One of the best aspects of classic films about radical events at the time they were actually happening — like Michelangelo Antonioni’s “Zabriskie Point” and Robert Kramer’s “Ice” — is the debate. What it takes, ideologically and practically, to organize a group that carries out violent acts is remarkable, because it cannot be separated from the basic energy that gives drama its emotional charge – the transformation of emotion into action. There is no such thing in “Battle after Battle”. Partisanship, dogma, ground rules, and justifications are, in Anderson’s film, irrelevant, meaning that the actions of French 75 take place in an intellectual vacuum.

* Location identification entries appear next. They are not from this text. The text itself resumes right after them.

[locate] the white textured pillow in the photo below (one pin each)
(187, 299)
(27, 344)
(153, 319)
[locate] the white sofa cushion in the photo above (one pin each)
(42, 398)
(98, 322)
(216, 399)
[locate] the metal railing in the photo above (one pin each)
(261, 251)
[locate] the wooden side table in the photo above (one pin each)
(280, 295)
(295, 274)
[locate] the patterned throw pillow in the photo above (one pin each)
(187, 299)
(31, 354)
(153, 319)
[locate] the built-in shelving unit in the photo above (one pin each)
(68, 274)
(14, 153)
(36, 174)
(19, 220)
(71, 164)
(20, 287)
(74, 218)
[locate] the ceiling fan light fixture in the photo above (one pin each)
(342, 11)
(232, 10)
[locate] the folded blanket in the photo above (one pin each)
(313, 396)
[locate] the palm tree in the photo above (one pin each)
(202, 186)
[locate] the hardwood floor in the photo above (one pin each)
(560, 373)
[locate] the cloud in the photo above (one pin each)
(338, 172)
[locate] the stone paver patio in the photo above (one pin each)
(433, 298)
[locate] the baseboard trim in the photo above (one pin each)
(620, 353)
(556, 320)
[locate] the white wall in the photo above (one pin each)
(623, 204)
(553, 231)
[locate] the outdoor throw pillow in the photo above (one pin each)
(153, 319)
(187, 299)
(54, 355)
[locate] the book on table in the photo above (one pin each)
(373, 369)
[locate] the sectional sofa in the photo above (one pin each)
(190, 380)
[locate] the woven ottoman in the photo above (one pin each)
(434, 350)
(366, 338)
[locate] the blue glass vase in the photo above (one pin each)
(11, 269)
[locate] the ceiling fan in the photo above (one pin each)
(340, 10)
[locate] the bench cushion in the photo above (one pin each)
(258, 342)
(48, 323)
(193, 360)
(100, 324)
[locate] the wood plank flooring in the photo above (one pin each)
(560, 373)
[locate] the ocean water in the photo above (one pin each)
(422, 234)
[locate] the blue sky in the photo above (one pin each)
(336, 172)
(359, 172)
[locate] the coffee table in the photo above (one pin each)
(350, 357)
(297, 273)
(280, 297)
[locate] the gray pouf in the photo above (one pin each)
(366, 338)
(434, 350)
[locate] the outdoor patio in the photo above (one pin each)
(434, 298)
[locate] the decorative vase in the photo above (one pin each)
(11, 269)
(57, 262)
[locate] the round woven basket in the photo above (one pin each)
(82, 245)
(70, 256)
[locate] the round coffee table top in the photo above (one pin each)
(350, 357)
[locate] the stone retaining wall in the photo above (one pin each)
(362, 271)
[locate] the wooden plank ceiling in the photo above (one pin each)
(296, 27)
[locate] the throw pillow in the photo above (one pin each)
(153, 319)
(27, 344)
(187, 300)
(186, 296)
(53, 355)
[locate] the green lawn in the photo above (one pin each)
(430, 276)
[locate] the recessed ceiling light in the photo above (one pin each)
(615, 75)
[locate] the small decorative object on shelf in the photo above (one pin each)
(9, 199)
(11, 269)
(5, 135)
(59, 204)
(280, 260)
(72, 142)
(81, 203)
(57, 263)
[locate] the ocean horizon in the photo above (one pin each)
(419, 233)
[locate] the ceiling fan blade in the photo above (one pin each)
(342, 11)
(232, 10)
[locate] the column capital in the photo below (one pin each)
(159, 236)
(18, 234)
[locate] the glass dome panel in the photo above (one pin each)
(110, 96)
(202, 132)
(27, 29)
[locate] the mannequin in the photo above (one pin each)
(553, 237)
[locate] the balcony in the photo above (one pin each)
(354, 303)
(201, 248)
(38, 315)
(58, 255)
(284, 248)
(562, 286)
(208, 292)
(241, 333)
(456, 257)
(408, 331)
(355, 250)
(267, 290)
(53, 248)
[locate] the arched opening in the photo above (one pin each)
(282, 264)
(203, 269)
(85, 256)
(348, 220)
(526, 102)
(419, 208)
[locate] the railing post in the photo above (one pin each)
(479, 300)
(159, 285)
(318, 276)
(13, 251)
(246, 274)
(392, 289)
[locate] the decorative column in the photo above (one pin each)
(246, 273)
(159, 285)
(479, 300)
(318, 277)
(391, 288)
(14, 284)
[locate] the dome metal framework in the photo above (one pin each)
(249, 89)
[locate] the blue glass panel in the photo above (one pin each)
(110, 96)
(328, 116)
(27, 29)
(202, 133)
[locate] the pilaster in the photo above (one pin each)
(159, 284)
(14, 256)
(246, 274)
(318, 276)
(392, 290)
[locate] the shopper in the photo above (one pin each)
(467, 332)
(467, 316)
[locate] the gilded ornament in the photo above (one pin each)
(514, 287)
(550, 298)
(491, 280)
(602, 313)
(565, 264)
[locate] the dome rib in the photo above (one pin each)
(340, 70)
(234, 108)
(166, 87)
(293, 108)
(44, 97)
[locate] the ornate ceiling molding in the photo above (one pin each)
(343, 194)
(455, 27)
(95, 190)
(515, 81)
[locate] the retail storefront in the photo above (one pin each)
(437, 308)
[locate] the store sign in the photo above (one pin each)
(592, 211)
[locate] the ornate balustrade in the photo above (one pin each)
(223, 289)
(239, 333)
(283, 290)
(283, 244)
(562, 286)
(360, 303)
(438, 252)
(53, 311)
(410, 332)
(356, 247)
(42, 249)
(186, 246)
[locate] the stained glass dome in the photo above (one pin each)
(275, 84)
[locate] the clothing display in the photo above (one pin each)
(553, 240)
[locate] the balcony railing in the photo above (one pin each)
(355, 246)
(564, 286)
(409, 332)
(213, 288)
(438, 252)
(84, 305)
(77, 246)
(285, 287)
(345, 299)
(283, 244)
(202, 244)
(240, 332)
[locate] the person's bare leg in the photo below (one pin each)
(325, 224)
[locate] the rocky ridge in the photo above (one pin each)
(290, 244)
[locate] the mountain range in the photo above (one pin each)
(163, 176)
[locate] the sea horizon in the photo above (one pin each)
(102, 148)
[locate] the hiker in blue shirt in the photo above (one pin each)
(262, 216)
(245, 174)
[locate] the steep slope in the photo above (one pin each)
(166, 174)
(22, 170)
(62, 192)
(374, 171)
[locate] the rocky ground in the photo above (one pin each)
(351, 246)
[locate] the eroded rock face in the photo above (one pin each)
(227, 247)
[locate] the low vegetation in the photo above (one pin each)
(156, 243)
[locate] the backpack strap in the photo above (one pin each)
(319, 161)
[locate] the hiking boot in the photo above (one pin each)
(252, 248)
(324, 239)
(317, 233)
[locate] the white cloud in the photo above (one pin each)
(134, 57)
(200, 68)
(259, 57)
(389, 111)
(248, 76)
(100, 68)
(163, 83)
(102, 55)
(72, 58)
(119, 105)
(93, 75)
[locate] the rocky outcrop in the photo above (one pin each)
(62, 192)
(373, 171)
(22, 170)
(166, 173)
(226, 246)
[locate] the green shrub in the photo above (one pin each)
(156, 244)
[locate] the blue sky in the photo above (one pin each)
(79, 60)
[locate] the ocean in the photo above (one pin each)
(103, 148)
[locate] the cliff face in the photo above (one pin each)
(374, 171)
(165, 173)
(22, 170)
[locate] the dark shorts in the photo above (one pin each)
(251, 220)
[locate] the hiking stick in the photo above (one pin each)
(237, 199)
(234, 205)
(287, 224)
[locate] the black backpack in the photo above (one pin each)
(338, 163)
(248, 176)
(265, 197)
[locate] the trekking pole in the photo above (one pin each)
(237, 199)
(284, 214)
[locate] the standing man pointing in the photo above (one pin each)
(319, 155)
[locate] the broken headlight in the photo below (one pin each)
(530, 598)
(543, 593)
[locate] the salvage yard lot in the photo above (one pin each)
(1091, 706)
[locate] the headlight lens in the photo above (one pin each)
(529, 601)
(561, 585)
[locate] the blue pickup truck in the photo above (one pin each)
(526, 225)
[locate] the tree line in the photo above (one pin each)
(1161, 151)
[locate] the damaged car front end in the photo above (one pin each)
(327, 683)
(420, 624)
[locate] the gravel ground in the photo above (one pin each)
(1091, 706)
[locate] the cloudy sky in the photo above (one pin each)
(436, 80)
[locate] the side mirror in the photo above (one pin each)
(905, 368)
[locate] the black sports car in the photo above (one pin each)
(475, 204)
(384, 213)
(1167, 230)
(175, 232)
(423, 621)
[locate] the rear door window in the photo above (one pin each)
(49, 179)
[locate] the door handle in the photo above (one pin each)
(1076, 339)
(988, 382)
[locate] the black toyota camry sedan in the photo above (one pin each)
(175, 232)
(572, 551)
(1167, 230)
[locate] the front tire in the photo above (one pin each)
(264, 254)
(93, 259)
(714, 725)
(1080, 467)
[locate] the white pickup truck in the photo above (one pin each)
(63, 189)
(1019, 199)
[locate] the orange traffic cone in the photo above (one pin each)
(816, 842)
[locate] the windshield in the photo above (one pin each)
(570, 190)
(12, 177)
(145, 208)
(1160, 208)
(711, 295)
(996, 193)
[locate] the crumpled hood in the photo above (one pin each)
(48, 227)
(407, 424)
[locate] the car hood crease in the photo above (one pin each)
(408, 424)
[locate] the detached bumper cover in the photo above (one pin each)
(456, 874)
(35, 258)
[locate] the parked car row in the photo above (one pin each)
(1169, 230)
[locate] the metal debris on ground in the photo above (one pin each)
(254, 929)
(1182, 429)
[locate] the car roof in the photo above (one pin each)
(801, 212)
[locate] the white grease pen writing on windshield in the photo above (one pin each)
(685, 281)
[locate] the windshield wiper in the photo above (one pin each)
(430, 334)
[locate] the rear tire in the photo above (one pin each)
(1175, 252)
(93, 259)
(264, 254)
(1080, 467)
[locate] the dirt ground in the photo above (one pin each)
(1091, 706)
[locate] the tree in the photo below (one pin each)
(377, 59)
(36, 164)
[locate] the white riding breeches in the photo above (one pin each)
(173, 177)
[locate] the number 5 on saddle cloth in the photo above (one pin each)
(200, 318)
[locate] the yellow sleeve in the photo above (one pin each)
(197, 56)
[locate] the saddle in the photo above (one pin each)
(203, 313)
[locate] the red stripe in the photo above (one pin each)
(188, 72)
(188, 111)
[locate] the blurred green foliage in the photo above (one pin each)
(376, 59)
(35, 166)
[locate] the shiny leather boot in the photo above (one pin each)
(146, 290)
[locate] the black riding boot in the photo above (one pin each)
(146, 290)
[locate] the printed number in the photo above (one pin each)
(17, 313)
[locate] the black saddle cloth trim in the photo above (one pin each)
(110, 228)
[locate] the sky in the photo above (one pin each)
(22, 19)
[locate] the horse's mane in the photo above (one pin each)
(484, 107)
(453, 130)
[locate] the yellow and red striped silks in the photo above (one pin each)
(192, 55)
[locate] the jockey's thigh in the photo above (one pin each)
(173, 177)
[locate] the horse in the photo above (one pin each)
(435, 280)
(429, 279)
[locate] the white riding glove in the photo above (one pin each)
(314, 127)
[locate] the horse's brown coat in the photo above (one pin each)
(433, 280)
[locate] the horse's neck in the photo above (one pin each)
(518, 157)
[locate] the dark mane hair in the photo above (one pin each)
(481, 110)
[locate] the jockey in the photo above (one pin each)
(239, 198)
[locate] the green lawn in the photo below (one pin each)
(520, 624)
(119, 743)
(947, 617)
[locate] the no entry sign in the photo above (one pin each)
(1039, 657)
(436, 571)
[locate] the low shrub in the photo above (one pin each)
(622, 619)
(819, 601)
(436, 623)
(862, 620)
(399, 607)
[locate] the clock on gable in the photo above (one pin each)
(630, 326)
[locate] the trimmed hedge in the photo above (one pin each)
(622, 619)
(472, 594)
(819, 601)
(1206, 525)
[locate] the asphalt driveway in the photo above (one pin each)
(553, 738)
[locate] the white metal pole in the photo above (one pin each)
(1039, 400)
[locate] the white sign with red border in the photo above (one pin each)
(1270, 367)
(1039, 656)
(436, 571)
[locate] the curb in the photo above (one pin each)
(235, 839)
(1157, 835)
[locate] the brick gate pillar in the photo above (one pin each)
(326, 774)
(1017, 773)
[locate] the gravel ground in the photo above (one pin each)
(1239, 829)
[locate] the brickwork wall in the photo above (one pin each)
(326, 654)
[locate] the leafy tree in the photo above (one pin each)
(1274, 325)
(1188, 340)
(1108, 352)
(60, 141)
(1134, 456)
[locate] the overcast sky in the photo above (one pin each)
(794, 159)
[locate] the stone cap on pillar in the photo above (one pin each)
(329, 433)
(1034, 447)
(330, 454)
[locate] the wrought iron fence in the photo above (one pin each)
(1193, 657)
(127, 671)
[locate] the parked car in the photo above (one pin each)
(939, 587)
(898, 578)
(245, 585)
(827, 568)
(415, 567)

The revolution comes as a given and not as an achievement, closer to a club than an army. The political situation that Anderson illustrates, in the events preceding the film, is essentially one of feeling. However, the film’s sentiments are not entirely trivial, as they are painfully consistent with the current mood. Despite the lack of political detail, the comparisons are unambiguous: Anderson depicts the police and military combined to detain people of color in what are effectively concentration camps, the oppressive and normative power allowing the official to satisfy his network through abuse of power.
While watching the first part of Battle After Battle, I was reminded of a scene from another great film about left-wing extremists and their plans for revolutionary violence: Jean-Luc Godard’s La Chinoise. There, a woman named Veronique (Anne Wiazemski), a member of a Paris-based cell, meets a philosophy professor (real-life philosopher Francis Jeanzon, who plays him). She told him about her group’s plans to shut down their university with bombs. He tells her that she and her group will be captured long before they can do so. She reminds him that during the Algerian War, he was pursued by the police – Janson actually worked with pro-Algerian activists in France – and managed to escape. Jenson explains: “Because there were many sympathizers among the French people. Because even those who did not support Algerian independence did not condemn us.” He continues: “Your work will lead nowhere if it is not taken up by society, by class.”